A high point a couple of weeks ago was successfully presenting a near-three-hour-long workshop in Tetun to the Timor Comms communications group I’m a member of. I used a translator, but felt gratified by our system: I’d speak in Tetun, then repeat in English, and he’d step in to fill in any discrepancies. Usually, what I’d said in Tetun covered what I meant in English just fine.
A low point: I used the same translator (now a friend) on a recent trip to Maliana, where I helped conduct interviews.
“Hi, I’m Sophie, thank you for your time,” I’d start each interview, in Tetun. “I’m here to ask some questions and write a story, and I don’t really know Tetun so I’ve got my friend here to help translate.”
“Hi,” he’d then say. “I’m Sophie. Thank you for your time…”
Having the little Tetun I did know translated was demoralising.
Because I hear my own voice all the time, I forget I have an accent. I think my voice is neutral. And I know, generally, how most Tetun words are meant to sound, so I say what I think is right in my head and then get surprised when someone gets confused. I forget what exists in my head doesn’t quite match when mashed through the snarl of my Australian accent.

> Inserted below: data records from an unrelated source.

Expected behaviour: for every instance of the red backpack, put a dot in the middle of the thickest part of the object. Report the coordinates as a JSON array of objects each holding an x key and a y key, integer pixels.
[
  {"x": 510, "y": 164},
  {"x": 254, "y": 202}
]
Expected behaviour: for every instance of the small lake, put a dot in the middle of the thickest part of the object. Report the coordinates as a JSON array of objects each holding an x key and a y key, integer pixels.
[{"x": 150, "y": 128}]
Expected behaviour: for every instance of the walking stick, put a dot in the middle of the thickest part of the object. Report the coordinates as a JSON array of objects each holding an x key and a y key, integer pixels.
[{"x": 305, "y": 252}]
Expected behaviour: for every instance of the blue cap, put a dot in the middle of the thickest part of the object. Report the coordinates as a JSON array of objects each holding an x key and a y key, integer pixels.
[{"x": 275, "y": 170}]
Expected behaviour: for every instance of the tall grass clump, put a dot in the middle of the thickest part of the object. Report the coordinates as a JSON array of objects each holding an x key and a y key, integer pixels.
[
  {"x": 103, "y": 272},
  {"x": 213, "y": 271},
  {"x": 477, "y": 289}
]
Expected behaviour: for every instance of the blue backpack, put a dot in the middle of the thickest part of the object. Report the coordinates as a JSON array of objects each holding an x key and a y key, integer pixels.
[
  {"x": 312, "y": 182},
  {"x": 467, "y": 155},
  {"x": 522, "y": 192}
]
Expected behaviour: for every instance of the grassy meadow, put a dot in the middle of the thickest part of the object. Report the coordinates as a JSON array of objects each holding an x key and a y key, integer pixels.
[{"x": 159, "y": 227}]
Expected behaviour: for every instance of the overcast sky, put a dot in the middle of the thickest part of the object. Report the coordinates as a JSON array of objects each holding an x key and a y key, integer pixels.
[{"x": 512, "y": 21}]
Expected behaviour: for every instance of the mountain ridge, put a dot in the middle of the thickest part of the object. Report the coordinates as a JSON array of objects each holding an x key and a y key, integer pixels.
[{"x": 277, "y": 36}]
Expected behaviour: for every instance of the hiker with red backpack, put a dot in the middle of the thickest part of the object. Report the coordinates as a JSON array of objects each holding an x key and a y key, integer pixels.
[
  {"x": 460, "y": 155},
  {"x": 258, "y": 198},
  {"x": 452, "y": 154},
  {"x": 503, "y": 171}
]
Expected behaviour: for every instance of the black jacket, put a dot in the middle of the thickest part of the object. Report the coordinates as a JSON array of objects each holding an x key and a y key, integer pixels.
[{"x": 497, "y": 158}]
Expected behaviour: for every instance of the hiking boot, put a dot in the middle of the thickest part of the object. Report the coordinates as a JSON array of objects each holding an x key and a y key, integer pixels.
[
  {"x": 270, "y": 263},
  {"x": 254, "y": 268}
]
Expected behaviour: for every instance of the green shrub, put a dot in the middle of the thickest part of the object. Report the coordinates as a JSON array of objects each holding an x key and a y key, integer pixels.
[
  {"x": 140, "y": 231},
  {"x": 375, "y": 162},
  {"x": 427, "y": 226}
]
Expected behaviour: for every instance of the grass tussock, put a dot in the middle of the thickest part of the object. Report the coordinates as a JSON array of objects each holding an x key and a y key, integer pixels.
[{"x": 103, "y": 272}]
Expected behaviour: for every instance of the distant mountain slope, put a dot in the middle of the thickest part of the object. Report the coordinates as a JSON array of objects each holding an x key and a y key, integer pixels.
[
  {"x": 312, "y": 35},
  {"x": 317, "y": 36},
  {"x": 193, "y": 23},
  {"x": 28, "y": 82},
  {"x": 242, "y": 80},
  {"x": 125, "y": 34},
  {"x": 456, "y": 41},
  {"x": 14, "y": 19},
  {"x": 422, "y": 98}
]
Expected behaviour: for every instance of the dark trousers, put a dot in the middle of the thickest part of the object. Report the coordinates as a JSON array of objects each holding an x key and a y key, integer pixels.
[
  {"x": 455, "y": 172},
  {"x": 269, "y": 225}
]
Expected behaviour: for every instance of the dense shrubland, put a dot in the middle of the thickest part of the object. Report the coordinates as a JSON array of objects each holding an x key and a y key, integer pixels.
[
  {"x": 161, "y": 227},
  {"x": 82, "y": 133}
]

Another high point: I’ve mentioned before that my listening comprehension is nascent, and I rely heavily on the phrase “hatete fali“, say again, when speaking to Timorese people. In my last few conversations with colleagues in my office, I’ve understood immediately what they were saying, and have been able to reply (slowly) without seeking clarification. (However, this is always within the context of our office work, and I’m learning that speaking in a context you understand is like bowling with the lane guards up).
Another low point: forgetting to review the new Tetun words I learn in each of my weekly lessons with Alex has me asking the exact same questions every time and wasting precious minutes asking again the words for noisey, fill, and to play music. I’m happy today that he pushed our class back to tomorrow, which (theoretically) gives me time to revise last week’s conversation.
In my mental slump of the last couple of months, I’ve feel incapable of doing much more than just scraping by, doing the bare minimum. I remarked recently to a friend that I’m failing to do a lot of things I’d love to be doing: waking up early, exercising regularly, reading and writing fiction, practising Tetun and advancing in my textbook by myself. While I don’t want to use language-learning as an excuse to beat myself up, I do want to use it as an opportunity to reflect on my routine and make some small, easy changes.
A small plan. Today is Thursday, October 19. I’ve been in Timor for seven months and two weeks. In two months’ time, I’ll be on a plane back to Australia for Christmas. Between now and then, I’ll practise Tetun every day, without fail – whether it’s for two minutes or an hour, or somewhere in between. And when I return to Dili after Christmas, I’ll gift myself another week of daily classes at DIT, then commit to working 80 per cent of my time in the office in Tetun.
By the end of my first year in Timor, I won’t be fluent in Tetun. And that’s fine. But I’ll at least be trying.